Los farolillos se movían ligeramente. Desde el mar lejano la música de la orquesta traía por caminos de coral a Alfonsina con cinco sirenitas. La melena rubia de la joven ondeaba levemente con la brisa. Los ojos del muchacho brillaban en la noche con el fulgor adolescente de los enamorados.
Ella se fue al día siguiente arrastrando su tristeza, cuando los rizos negros de la madrugada se deshacían en la luz difusa del amanecer. Fue un adiós de pocas palabras y melancólicas miradas. Protegía sus brazos desnudos del relente recogiéndolos sobre su pecho. Sus labios ateridos recibieron el beso tibio de sol amarillo.
Septiembre bordaba ya con hilachas de bruma las amanecidas.

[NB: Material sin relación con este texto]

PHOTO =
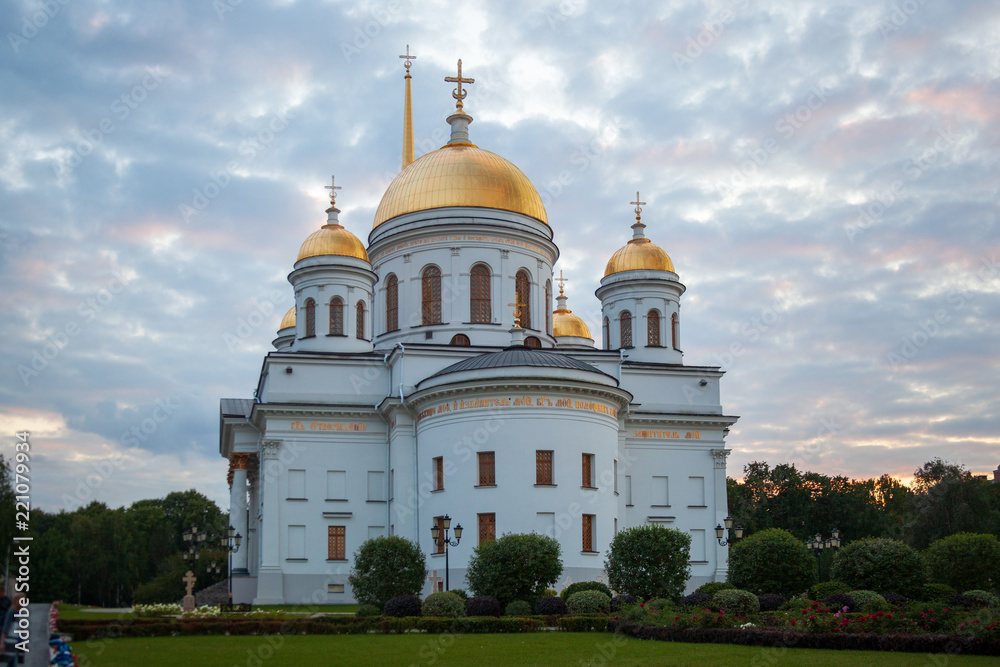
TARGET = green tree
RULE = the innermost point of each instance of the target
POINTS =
(771, 561)
(385, 567)
(516, 566)
(649, 562)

Un adiós de seda dibujó en el aire el pañuelo alado de la despedida. La mirada del muchacho la siguió hasta que desapareció por la esquina. La melena clara y sedosa fue la última imagen que conserva de aquel amor primero, tan corto, pero tan intenso, que nunca olvidó. Cada dieciséis de septiembre la recuerda.
Paseó como un sonámbulo por las calles del pueblo el vacío que su marcha le dejó.
Todavía hoy, después de tantos años, un rescoldo escondido entre cenizas reaviva su añoranza cuando la brisa fresca de la madrugada mueve los farolillos el último día de feria.